The Foreign Correspondents’ Club of China said John Sudworth left China last week “amid concerns for his safety and that of his family.”
Sudworth’s relocation came because China has been critical of the BBC’s coverage of alleged human rights abuses against Uighur Muslims in the Xinjiang region, according to the BBC.
Sudworth has not been credited in the reports, but China’s foreign ministry and the Communist Party-supported media has, nevertheless, criticized him.
Sudworth, who was based in China for nine years, won a George Polk Award in 2020 for reporting on internment camps for Muslims in the Xinjiang region.
China has rejected allegations of abuses at the camps, maintaining they were vocational training centers.

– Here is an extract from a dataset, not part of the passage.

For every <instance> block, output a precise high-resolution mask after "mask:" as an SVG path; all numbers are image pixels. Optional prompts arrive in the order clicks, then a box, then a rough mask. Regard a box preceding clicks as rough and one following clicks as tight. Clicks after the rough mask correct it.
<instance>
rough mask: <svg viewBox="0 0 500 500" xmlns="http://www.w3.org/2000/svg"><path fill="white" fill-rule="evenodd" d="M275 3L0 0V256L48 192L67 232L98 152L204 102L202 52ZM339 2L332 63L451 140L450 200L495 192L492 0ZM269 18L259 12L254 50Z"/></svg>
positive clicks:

“John’s work has exposed truths the Chinese authorities did not want the world to know,” the BBC tweeted.
In an interview with BBC radio, Sudworth said he left the country after being subjected to surveillance, obstruction, intimidation, and threats of legal action.
“We left in a hurry, followed by plainclothes police all the way to the airport through the check-in,” Sudworth said.
Chinese Foreign Ministry spokeswoman Hua Chunying told reporters at a regularly scheduled news briefing that the government was at a loss over Sundworth’s departure.
“We never threatened him,” she said. “We don’t know why he left because he didn’t say goodbye.”
The BBC said Sudworth would maintain his position as its China correspondent.
Sudworth’s wife, Yvonne Murray, a correspondent for Irish broadcaster RTE, departed the country with him, the Foreign Correspondents’ Club of China said.
China expelled 18 journalists employed by U.S. media outlets last year, when there was a “rapid decline in media freedom,” the Foreign Correspondents’ Club of China said in a report released earlier in March.